These days, I keep seeing people talking about liquidations, and the more I look into it, the more I’m convinced that “oracle price feed” pricing isn’t just some minor issue that the “backend will handle.” Put simply: when your position is sitting there, and once the price feed is delayed or stalls, the price you see on-chain becomes disconnected from reality. When the price is falling, it lags—so you think you’re still safe—while the liquidation trigger is already at the door; when the price is rising, it lags again, making it easier for others to get out first, while you’re still waiting for an “update.” What’s the most miserable is when there’s a sudden spike plus congestion—by the time you react, the liquidation has already executed at the old price / the jump price, and your mindset just completely breaks.



I can also understand the recent backlash against that “nested doll” setup of re-staking, shared security, and stacked yield. More layers of yield also means more layers of risk. If any part of the system—any one link—has a problem with oracle pricing or risk controls, that issue can propagate, and in the end it’s still small retail investors like you and me who end up paying the bill.

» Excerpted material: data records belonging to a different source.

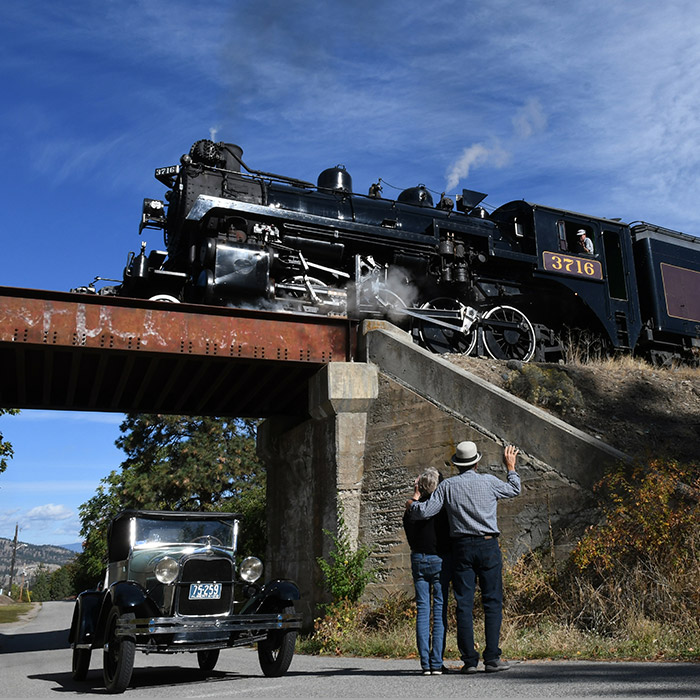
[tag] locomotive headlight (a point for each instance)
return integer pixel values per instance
(166, 570)
(251, 569)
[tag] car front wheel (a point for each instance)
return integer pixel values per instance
(118, 659)
(275, 652)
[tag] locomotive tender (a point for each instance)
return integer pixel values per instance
(506, 284)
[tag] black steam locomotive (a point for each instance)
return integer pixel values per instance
(506, 284)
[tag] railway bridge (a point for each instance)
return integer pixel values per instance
(352, 414)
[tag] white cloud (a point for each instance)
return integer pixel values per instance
(529, 119)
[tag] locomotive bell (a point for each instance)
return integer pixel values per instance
(416, 195)
(337, 179)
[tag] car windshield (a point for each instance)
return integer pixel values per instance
(152, 532)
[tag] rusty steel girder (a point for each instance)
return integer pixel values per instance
(79, 352)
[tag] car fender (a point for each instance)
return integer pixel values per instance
(272, 596)
(85, 616)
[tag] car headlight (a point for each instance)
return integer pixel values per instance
(166, 570)
(251, 569)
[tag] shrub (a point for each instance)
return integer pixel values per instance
(346, 575)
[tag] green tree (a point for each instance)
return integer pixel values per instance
(177, 463)
(6, 451)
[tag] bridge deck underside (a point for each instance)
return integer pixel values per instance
(77, 352)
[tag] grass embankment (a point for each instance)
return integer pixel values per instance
(629, 589)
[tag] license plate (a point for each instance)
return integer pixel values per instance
(205, 591)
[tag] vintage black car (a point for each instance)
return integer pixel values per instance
(174, 583)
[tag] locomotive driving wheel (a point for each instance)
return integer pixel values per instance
(441, 340)
(508, 334)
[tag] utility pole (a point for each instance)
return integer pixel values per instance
(14, 556)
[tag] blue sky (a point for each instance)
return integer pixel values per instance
(591, 106)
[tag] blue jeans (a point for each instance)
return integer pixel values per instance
(431, 574)
(478, 559)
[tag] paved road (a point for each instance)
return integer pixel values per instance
(35, 662)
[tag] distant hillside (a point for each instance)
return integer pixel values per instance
(29, 558)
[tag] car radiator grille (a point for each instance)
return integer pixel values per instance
(207, 571)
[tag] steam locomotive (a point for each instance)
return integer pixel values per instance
(508, 284)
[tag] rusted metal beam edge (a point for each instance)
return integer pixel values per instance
(69, 323)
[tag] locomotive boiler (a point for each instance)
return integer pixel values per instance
(508, 284)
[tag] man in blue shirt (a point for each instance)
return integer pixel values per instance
(470, 500)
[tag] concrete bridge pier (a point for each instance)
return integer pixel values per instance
(314, 472)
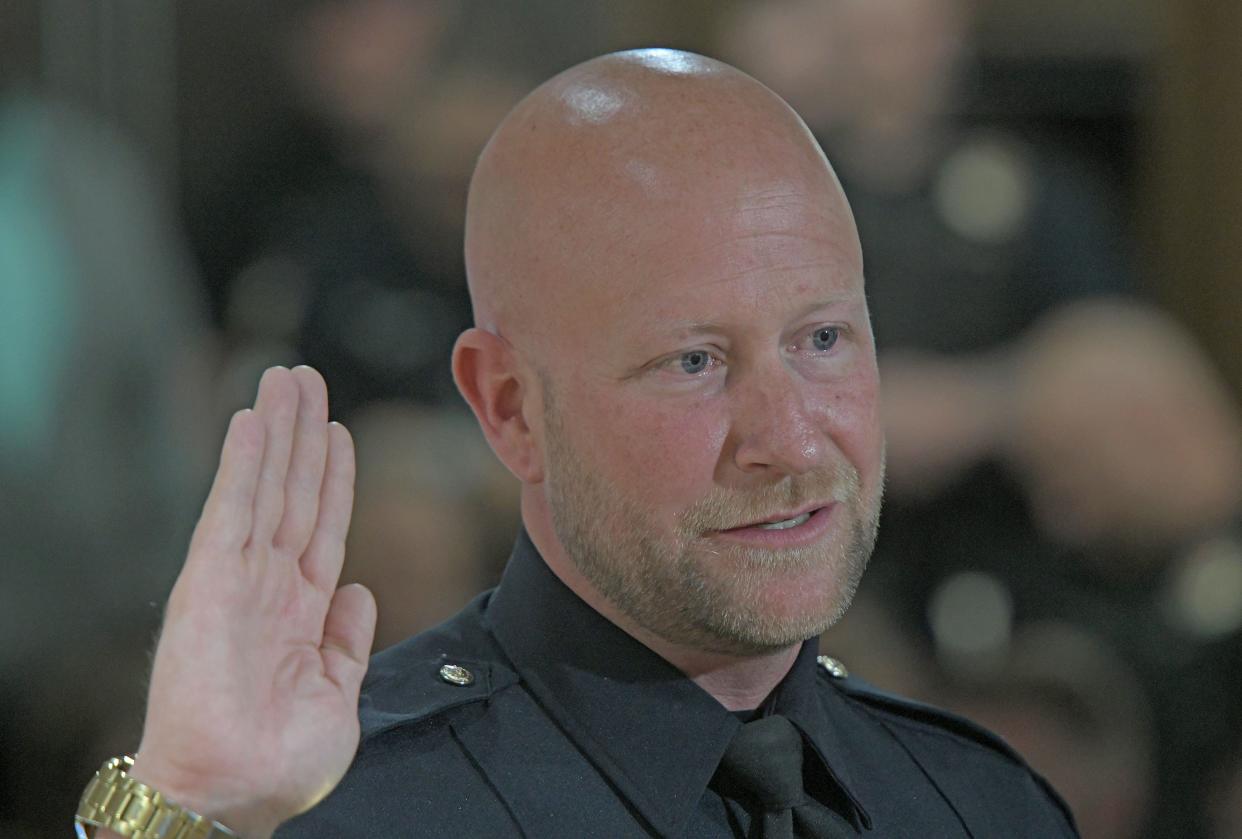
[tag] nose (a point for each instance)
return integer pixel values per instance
(776, 428)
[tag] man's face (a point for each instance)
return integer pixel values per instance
(714, 459)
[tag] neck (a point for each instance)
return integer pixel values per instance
(738, 681)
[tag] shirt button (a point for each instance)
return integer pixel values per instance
(835, 668)
(455, 674)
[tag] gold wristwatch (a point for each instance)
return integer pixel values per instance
(131, 808)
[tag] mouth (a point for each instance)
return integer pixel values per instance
(781, 521)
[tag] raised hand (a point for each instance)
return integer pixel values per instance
(253, 698)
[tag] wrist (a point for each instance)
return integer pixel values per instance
(211, 797)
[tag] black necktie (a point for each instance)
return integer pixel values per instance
(763, 770)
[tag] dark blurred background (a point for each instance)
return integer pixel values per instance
(1050, 197)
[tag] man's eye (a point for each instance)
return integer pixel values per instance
(696, 361)
(825, 336)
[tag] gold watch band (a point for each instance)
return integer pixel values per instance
(131, 808)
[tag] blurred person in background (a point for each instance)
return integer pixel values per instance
(1083, 454)
(104, 358)
(344, 252)
(1069, 703)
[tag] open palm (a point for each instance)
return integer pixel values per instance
(253, 696)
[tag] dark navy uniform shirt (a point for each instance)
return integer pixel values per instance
(570, 727)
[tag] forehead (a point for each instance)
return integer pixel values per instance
(735, 247)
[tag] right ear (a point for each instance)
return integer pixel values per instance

For my own part, I’m willing to take one extra step for safety now: I’d rather earn a little less interest and keep leverage lower, pulling the liquidation trigger farther away. Also, I’ll set up a price alert and regularly check whether the oracle sources are diversified. It’s a hassle, but compared with waking up one day to find my position gone, it’s worth it. A small profit still counts as a win—preserve capital first.